0

I have the following query on the AdventureWorks2012 database

SELECT  productid,
        productname,
        unitprice,
        CASE
            WHEN unitprice < 20.0 THEN 'LOW'
            WHEN unitprice < 40.0 THEN 'MEDIUM'
            WHEN unitprice >= 40.0 THEN 'HIGH'
        END pricerange
FROM    Production.Products
ORDER BY
    CASE
        WHEN pricerange < 'LOW' THEN 1
        WHEN pricerange < 'MEDIUM' THEN 2
        WHEN pricerange >= 'HIGH' THEN 3
    END ASC
GO

The ORDER BY happens after the SELECT statement, but the pricerange column name cannot be accessed? I assume that pricerange in the SELECT statement is calculated after ORDER BY is called? Why is this?

NomenNescio
  • 2,899
  • 8
  • 44
  • 82
  • 1
    Are you sure this actually works? I'm pretty sure it didn't use to, though some version of SQL Server might have allowed this. What version of SQL Server are you using? In any case what and when is calculated isn't clear cut in SQL - it's a declarative language, not an imperative one, so the order of execution isn't fixed. The execution engine figures out the best way to execute the query (you can include the execution plan to check it out). – Luaan Aug 07 '15 at 14:48
  • @Luaan it does not work, that's why I asked it :) – NomenNescio Aug 07 '15 at 16:03
  • Could it be that the `pricerange` column name is ambiguous? Perhaps there's already a `pricerange` column in the `Products` table? – Luaan Aug 07 '15 at 17:26
  • You know that your ordering doesn't have any sense, right? Because even if it worked, you are comparing strings... `pricerange < 'LOW'` will be true only when `pricerange` is `'HIGH'`, because `'HIGH' < 'LOW'`... – xanatos Aug 10 '15 at 11:47
  • @xantos Yeah I know, I just wanted to know why it didn't work. – NomenNescio Aug 10 '15 at 11:48

2 Answers2

3

SQL is a declarative language, not an imperative one. The order of execution isn't defined, and it isn't always the same.

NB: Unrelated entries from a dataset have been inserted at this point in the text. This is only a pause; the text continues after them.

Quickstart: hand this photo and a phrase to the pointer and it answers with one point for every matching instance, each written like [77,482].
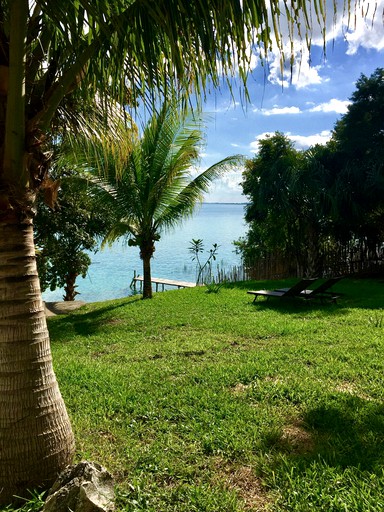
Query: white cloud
[300,141]
[305,141]
[363,28]
[281,111]
[367,30]
[333,105]
[254,145]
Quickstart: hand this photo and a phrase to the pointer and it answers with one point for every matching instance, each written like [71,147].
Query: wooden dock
[163,282]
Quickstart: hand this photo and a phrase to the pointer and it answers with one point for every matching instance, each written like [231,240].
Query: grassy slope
[207,402]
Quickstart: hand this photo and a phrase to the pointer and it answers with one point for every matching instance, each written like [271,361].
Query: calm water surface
[112,269]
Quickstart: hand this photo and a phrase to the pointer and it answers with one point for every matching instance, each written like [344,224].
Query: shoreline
[62,307]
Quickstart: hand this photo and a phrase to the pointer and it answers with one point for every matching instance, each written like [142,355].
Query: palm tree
[149,187]
[55,56]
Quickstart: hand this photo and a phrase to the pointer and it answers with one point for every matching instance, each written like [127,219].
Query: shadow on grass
[84,322]
[354,293]
[345,431]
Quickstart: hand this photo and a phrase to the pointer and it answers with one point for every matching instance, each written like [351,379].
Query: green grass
[207,402]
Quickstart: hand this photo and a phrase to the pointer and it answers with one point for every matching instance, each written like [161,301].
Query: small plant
[213,286]
[377,319]
[32,504]
[203,269]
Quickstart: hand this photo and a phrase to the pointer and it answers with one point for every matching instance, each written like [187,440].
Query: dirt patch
[350,389]
[247,485]
[298,439]
[62,307]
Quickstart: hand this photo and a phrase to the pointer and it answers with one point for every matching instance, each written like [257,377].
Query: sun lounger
[294,291]
[321,292]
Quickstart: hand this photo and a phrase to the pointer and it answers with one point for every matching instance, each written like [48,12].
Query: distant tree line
[321,211]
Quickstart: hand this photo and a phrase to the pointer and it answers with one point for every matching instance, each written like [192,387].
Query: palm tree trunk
[70,286]
[36,440]
[146,252]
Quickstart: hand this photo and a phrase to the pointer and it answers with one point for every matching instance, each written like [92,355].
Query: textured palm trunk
[36,440]
[313,257]
[146,252]
[70,286]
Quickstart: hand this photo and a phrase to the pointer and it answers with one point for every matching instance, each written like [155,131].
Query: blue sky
[304,108]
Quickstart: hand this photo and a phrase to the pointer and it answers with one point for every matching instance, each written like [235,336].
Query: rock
[85,487]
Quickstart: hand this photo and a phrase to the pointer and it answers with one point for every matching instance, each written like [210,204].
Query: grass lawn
[208,402]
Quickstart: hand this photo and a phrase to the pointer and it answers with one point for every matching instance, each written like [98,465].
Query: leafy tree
[75,225]
[150,188]
[287,211]
[357,162]
[55,56]
[203,268]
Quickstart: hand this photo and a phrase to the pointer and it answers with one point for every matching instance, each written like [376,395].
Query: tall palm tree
[55,56]
[149,187]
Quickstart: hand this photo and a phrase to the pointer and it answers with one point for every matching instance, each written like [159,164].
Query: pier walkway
[163,282]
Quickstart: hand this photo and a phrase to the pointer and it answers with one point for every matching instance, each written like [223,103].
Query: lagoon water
[112,269]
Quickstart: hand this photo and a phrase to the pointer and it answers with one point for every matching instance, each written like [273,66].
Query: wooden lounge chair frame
[320,292]
[294,291]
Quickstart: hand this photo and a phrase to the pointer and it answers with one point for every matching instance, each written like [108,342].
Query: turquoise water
[112,269]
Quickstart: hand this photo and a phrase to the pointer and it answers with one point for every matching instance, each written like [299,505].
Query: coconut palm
[54,58]
[150,187]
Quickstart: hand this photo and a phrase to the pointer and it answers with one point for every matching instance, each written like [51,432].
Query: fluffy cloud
[333,105]
[363,28]
[281,111]
[305,141]
[300,141]
[301,75]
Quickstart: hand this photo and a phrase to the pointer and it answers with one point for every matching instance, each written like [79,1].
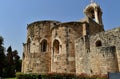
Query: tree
[13,62]
[2,56]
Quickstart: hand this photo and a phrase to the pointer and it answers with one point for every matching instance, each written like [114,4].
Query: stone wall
[65,33]
[102,54]
[37,49]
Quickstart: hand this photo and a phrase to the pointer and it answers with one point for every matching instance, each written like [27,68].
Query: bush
[20,75]
[58,76]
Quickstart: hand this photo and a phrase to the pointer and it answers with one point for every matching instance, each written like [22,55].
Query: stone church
[72,47]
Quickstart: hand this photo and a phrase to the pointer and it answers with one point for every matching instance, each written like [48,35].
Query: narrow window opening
[44,46]
[56,45]
[98,43]
[28,45]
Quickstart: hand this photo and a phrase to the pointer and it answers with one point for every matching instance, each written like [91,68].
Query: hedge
[58,76]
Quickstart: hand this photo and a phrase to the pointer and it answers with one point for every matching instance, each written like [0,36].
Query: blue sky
[16,14]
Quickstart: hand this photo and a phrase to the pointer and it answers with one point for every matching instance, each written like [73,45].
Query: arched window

In any case, order of execution isn't really important. The major point is that of scope - and pricerange isn't in scope anywhere within that select statement. Rather than thinking about the order in which lines of code appear (as in imperative programming), you should think about how each expression wraps another expression.

In this case, you're doing something like this:

Select(OrderBy(From(Products), ...), ...)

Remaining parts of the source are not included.